La violence de l’échec scolaire

le regard de françoise guédon et axel rivs

La question de l’échec solaire est complexe. Elle renvoie inéluctablement à celle de l’insertion sociale et professionnelle.

Il n’y a pas si longtemps encore on disait d’un enfant au parcours scolaire chaotique ou incertain « qu’il n’était pas fait pour les études ». Ce n’était pas seulement par commodité de langage ou encore

par une sourde volonté inconsciente d’ignorer la question des apprentissages, cela traduisait également une absence

d’inquiétude quant à l’avenir professionnel des enfants concernés. Les « trente glorieuses » et leurs besoins croissants en main-d’œuvre

non qualifiée étaient là pour assurer des débouchés professionnels très ouverts et une certaine mobilité hiérarchique dans l’entreprise.

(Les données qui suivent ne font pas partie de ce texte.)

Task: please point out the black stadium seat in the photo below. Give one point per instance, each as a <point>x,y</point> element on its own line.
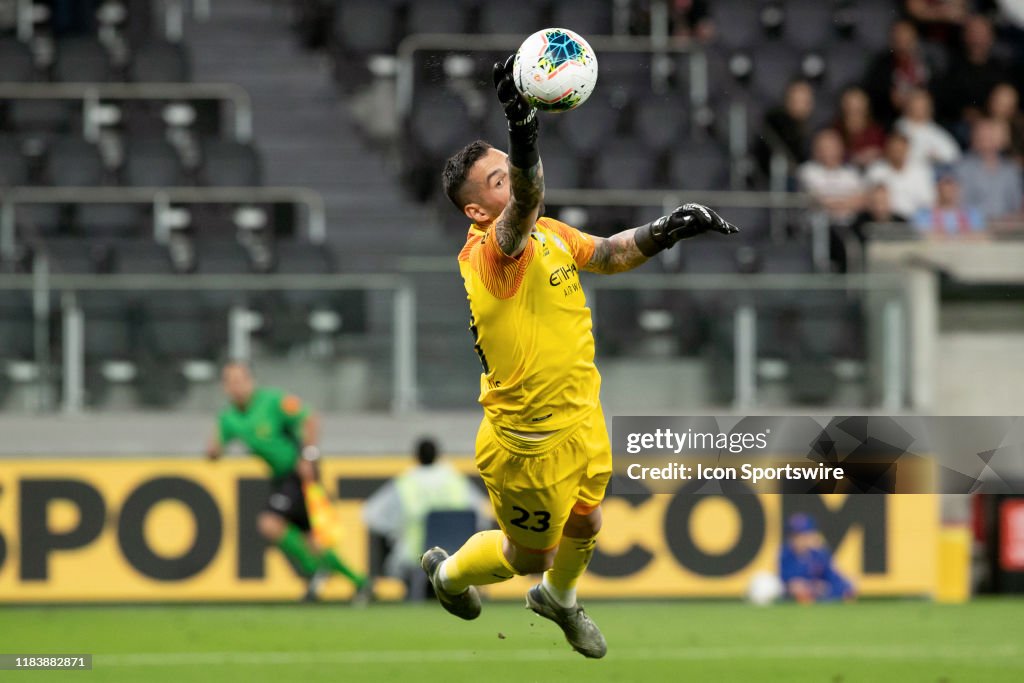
<point>521,17</point>
<point>159,61</point>
<point>436,16</point>
<point>152,163</point>
<point>809,24</point>
<point>82,60</point>
<point>587,18</point>
<point>625,164</point>
<point>662,121</point>
<point>230,164</point>
<point>698,166</point>
<point>17,62</point>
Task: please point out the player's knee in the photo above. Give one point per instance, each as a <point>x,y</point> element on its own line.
<point>270,526</point>
<point>583,526</point>
<point>526,561</point>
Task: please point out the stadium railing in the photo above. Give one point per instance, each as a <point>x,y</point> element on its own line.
<point>241,322</point>
<point>162,200</point>
<point>888,296</point>
<point>92,96</point>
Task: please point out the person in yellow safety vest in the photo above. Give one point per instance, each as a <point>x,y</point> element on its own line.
<point>398,509</point>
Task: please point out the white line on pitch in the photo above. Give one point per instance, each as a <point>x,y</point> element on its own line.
<point>450,656</point>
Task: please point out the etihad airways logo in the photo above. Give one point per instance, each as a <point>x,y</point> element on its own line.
<point>562,274</point>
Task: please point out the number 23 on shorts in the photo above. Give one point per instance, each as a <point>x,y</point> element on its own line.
<point>530,521</point>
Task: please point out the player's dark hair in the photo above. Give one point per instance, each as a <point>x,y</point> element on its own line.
<point>426,451</point>
<point>457,170</point>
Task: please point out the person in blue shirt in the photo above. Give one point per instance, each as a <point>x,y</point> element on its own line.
<point>806,565</point>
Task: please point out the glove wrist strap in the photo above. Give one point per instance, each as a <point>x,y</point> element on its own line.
<point>523,152</point>
<point>646,238</point>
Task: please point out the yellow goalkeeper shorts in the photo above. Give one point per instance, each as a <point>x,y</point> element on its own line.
<point>536,483</point>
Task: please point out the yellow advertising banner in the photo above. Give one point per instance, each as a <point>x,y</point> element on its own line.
<point>180,529</point>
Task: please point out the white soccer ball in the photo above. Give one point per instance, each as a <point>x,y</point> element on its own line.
<point>765,589</point>
<point>555,70</point>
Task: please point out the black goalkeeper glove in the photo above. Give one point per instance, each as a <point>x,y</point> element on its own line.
<point>686,221</point>
<point>520,116</point>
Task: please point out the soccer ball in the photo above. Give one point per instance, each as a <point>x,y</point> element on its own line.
<point>765,589</point>
<point>555,70</point>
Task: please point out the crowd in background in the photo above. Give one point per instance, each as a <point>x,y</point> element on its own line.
<point>933,135</point>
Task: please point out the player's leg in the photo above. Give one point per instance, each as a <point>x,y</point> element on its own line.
<point>328,559</point>
<point>574,553</point>
<point>290,539</point>
<point>528,535</point>
<point>555,596</point>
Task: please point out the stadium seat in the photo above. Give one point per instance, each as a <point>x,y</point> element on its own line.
<point>774,66</point>
<point>845,66</point>
<point>625,75</point>
<point>13,166</point>
<point>870,19</point>
<point>738,22</point>
<point>112,220</point>
<point>522,17</point>
<point>439,124</point>
<point>152,163</point>
<point>82,60</point>
<point>364,27</point>
<point>73,162</point>
<point>625,164</point>
<point>561,167</point>
<point>44,117</point>
<point>159,61</point>
<point>16,333</point>
<point>590,128</point>
<point>587,18</point>
<point>436,16</point>
<point>662,121</point>
<point>230,164</point>
<point>698,166</point>
<point>809,24</point>
<point>17,62</point>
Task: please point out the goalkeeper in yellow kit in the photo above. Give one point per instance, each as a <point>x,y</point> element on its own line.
<point>543,446</point>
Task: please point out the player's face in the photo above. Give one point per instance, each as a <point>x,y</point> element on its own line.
<point>488,185</point>
<point>238,383</point>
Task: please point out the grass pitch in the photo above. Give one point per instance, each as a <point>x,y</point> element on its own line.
<point>647,641</point>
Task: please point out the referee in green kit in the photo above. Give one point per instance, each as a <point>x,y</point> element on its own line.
<point>278,428</point>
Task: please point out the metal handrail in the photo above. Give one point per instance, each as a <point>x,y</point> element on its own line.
<point>43,283</point>
<point>315,210</point>
<point>457,41</point>
<point>242,109</point>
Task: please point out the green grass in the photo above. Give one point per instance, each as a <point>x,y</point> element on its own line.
<point>648,641</point>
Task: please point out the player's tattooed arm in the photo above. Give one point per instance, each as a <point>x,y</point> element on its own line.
<point>615,254</point>
<point>513,226</point>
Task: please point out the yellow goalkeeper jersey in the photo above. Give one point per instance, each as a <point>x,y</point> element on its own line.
<point>531,328</point>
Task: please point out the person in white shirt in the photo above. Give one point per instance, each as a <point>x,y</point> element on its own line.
<point>910,183</point>
<point>930,142</point>
<point>836,186</point>
<point>398,509</point>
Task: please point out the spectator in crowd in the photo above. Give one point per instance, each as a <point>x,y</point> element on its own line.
<point>688,18</point>
<point>949,217</point>
<point>896,71</point>
<point>910,183</point>
<point>787,127</point>
<point>989,181</point>
<point>806,565</point>
<point>930,142</point>
<point>973,73</point>
<point>1004,105</point>
<point>862,137</point>
<point>398,509</point>
<point>834,185</point>
<point>937,20</point>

Aujourd’hui les choses ont radicalement changé. L’échec scolaire et les obstacles infranchissables que le marché du travail dresse devant ceux qui n’ont aucun diplôme ont bouleversé la donne.

Il est devenu synonyme d’exclusion. Comment dépasser cette situation ? Certainement pas en entretenant, en amont du

lycée, l’illusion de la réussite. Personne n’est dupe, à commencer par les intéressés eux-mêmes. Une

telle attitude ne fait que générer une « autre » violence : celle de l’indifférence citoyenne.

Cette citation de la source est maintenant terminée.